The amount of specimen required to perform an assay once, including instrument and container dead space. Submitting the minimum specimen volume makes it impossible to repeat the test or perform confirmatory or perform reflex testing. In some situations, a minimum specimen volume may result in a QNS (quantity not sufficient) result, requiring a second specimen to be collected. Please refer to the Lysosomal Storage Disorders for further information.

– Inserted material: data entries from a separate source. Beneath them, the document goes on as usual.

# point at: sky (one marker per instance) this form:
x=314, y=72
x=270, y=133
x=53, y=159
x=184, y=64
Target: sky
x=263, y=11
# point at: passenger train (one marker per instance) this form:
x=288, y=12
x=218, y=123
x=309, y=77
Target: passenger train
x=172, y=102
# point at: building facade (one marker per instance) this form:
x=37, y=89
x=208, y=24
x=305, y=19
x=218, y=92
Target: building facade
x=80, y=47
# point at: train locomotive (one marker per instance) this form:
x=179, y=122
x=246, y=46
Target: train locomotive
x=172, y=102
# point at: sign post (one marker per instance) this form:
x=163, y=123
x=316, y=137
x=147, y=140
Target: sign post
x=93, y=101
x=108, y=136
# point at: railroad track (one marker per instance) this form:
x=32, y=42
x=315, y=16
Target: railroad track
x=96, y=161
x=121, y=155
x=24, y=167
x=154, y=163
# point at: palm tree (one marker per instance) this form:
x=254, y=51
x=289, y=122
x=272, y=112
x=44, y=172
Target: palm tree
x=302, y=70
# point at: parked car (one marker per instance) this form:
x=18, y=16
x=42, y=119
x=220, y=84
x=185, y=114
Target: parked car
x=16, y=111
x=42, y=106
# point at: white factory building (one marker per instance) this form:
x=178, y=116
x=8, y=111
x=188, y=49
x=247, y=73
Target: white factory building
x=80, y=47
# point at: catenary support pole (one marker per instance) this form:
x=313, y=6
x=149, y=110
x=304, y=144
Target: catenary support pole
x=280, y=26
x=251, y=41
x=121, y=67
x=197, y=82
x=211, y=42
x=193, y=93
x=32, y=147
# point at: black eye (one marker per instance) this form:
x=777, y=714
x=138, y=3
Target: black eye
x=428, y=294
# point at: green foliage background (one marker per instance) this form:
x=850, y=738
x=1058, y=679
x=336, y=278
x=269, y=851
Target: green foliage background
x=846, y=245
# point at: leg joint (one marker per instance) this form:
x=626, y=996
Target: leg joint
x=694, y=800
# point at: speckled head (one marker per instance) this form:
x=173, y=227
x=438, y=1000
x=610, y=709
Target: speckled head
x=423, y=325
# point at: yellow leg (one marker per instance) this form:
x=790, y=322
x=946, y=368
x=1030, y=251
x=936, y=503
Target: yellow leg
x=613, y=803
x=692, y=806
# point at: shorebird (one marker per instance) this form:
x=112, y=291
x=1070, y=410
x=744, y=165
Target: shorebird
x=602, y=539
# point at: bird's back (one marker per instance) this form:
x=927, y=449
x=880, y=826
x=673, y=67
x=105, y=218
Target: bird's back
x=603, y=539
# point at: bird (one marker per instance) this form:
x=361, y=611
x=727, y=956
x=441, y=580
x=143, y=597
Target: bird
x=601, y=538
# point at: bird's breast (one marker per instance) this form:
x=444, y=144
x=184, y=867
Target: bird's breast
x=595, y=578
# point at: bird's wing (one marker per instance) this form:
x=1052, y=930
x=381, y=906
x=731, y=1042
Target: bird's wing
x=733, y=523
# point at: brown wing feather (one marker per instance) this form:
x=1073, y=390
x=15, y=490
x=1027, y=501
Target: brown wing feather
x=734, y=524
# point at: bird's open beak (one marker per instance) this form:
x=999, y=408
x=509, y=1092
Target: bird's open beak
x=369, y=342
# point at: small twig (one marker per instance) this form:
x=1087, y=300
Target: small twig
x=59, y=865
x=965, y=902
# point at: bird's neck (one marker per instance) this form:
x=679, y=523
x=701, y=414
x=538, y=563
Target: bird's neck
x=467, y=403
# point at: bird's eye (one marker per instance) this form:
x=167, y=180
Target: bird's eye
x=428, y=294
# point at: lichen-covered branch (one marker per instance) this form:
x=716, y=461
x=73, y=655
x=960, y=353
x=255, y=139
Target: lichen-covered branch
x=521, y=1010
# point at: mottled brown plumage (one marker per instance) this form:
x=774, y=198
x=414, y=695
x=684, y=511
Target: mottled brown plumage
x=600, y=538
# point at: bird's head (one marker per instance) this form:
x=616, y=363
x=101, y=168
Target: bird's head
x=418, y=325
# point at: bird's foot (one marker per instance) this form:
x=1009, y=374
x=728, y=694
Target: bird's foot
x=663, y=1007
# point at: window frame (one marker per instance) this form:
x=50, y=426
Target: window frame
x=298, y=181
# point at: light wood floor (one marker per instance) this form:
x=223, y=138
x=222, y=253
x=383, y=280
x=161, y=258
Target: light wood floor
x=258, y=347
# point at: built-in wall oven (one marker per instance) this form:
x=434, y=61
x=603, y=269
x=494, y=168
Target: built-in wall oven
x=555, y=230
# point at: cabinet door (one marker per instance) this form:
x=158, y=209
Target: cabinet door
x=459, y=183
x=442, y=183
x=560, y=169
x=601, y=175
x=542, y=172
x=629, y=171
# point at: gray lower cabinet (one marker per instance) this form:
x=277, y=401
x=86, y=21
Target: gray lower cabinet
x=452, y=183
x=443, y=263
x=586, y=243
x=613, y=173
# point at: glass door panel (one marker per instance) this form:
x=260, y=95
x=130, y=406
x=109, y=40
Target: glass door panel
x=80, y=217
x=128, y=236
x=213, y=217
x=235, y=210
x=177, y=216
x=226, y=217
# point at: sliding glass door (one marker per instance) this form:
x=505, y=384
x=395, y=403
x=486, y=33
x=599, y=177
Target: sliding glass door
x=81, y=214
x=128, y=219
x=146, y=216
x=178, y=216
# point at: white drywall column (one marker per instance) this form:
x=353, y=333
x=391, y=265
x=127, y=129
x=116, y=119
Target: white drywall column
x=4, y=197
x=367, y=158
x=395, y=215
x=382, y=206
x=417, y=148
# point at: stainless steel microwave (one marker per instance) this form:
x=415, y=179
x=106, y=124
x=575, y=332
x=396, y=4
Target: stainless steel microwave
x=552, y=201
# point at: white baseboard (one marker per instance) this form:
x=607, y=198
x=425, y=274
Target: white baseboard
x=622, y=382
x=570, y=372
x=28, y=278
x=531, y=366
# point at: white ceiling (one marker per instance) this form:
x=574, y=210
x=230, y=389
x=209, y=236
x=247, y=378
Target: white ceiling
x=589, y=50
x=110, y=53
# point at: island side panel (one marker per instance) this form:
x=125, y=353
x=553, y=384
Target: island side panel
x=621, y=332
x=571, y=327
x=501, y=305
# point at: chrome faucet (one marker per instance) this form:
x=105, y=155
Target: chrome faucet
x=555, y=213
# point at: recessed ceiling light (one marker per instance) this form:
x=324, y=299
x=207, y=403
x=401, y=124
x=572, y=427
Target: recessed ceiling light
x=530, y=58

TPP1: 85-326 nmol/hr/mg protein PPT1: 20-93 nmol/hr/mg protein

Useful for evaluation of patients with clinical presentations suggestive of NCL and an aid in the differential diagnosis of infantile and late infantile NCL. Cautions: This assay does not detect carrier status of NCL. Some variants with an age of onset occurring in older individuals have been noted. Neuronal ceroid lipofuscinoses (NCL) are inherited neurodegenerative disorders with an overall incidence in the United States estimated at1:12,500. Clinically they are characterized by vision loss, seizures, mental regression, behavioral changes, movement disorders, and the accumulation of storage material with a characteristic appearance by electron microscopy (EM). Tissue damage is selective for the nervous system and many patients succumb in the first decade of life due to central nervous system degeneration. The infantile NCL form is caused by deficiency of the lysosomal enzyme palmitoyl-protein thioesterase 1 (PPT1), which cleaves a thioester linkage between a fatty acid (palmitate) and cysteine in lipid-modified proteins. It is an early onset disease characterized by psychomotor degeneration, seizures, and progressive macular degeneration leading to blindness by the age of 2. Infantile NCL is an autosomal recessive disorder with an incidence of 1:20,000 in Finland and rare elsewhere. The late infantile form of NCL is caused by deficiency of the lysosomal enzyme tripeptidyl peptidase 1 (TPP1), which cleaves tripeptides from the N-terminus of polypeptides. Tissue damages are especially neuronal, resulting from the defective degradation and consequent lysosomal storage of small peptides. Disease onset occurs at 2 to 4 years of age with death occurring around the age of 10.